Critics Consensus

The Maze Runner Franchise Limps to the Finish Line

Plus, Hostiles is a solid Western and Jean-Claude Van Damme's latest Kickboxer outing is surprisingly fun.

by | January 25, 2018 | Comments

This weekend at the movies, we have the belated conclusion of the Maze Runner trilogy (Maze Runner: The Death Cure, starring Dylan O’Brien and Kaya Scodelario), and Christian Bale riding a horse (Hostiles, c0-starring Rosamund Pike and West Studi). What are the critics saying?

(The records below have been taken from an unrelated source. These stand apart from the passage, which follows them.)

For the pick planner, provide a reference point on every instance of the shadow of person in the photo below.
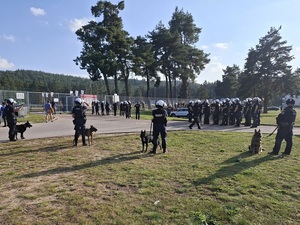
(109, 160)
(235, 165)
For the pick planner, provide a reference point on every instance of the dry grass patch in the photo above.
(207, 177)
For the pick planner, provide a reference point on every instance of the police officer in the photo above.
(255, 112)
(137, 107)
(206, 111)
(216, 112)
(190, 110)
(247, 111)
(196, 114)
(238, 112)
(78, 113)
(285, 122)
(159, 126)
(11, 118)
(225, 112)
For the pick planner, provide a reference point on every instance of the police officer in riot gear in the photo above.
(255, 112)
(190, 110)
(78, 113)
(196, 114)
(285, 122)
(159, 126)
(206, 111)
(238, 112)
(216, 112)
(10, 113)
(247, 111)
(225, 112)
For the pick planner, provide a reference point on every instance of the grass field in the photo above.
(206, 178)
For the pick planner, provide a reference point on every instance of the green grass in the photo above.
(266, 118)
(206, 178)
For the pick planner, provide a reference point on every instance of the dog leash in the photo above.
(151, 128)
(272, 132)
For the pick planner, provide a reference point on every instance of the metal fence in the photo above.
(64, 102)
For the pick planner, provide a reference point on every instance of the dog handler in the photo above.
(78, 113)
(159, 126)
(11, 118)
(285, 122)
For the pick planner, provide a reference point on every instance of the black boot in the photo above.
(75, 142)
(153, 151)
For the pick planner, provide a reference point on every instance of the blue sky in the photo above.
(40, 35)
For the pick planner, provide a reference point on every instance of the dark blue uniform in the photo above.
(285, 122)
(79, 121)
(11, 121)
(159, 127)
(196, 115)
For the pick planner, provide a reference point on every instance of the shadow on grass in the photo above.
(55, 148)
(109, 160)
(236, 166)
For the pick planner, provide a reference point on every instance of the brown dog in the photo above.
(255, 146)
(89, 133)
(21, 128)
(146, 139)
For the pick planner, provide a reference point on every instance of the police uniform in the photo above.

Maze Runner: The Death Cure (2018) 43%


Timing is hugely important for any movie, and for a film franchise based on a series of YA novels, momentum can be crucial — it’s important to strike before your target audience ages out and moves on to something else. The Maze Runner movies were forced to confront this principle in action when leading man Dylan O’Brien was injured on the set of the third installment, Maze Runner: The Death Cure; O’Brien’s surgery and recovery led to a delay of roughly a year, and although a person’s health is obviously far more important than the commercial fortunes of a film, there’s no denying that most releases in this genre have a fairly limited shelf life, and by waiting, The Death Cure risked seeing its window swing shut. On the other hand, its prolonged gestation doesn’t seem to have affected this chapter’s critical reception; like the prior Maze Runner outing, 2015’s The Scorch Trials, it’s edging up on a 50 percent Tomatometer, with reviews describing a saga-concluding adventure that proves occasionally exciting in a generally predictable fashion. For fans who’ve followed along until now and are still along for the ride, Maze Runner: The Death Cure should prove an engaging enough conclusion — but as with any other film series approaching its end, the unconverted probably need not apply.


Hostiles (2017) 71%


Writer-director Scott Cooper has earned widespread critical acclaim by finding the emotional pull in stories about hard people having hard times in hard places, and with this weekend’s Hostiles, his creative journey takes him back to the late 19th century and way out west, where a U.S. Cavalry officer stationed in New Mexico (Christian Bale) is ordered to bring a dying Cheyenne chief (Wes Studi) back to his tribal land in Montana. Along the way, their group encounters a ruined home where a shellshocked widow (Rosamund Pike) is grieving the murder of her family by a Comanche war party — a meeting that irrevocably alters the journey for all concerned. It’s the setup for the type of wind-whipped frontier drama we’ve already seen countless times, and critics say Hostiles definitely hews to its share of conventions. The end results still engage, however, thanks to Cooper’s determined direction and layered story — not to mention typically great work from Bale and Studi as well as a standout performance from Pike. While it ultimately may not lead audiences down many trails they haven’t already explored, Cooper’s latest outing makes it well worth saddling up for genre fans.


Also Opening This Week In Limited Release

  • Kickboxer: Retaliation (2018) , the latest installment in the long-running rebooted martial arts series, is at 100 percent.
  • Padmaavat (2018) , an Indian period piece inspired by the 16th-century epic poem, is at 89 percent.
  • A Ciambra (2017) , about the experiences of a young boy coming of age in southern Italy, is at 81 percent.
  • American Folk (2017) , about a pair of folk musicians who hit the road together when their flight is grounded after the September 11 attacks, is at 80 percent.
  • West of the Jordan River (2017) , a documentary about the Israelis and Palestinians coping with conditions in contested territories, is at 75 percent.
  • Like Me (2017) , about a woman who builds a massive social media following by broadcasting her traveling crime spree, is at 67 percent.
  • Please Stand By (2017) , starring Dakota Fanning as a young woman on the spectrum who embarks on a Star Trek-inspired road trip, is at 55 percent.
  • The Clapper (2017) , starring Ed Helms and Tracy Morgan as friends who earn a living as infomercial audience members, is at 25 percent.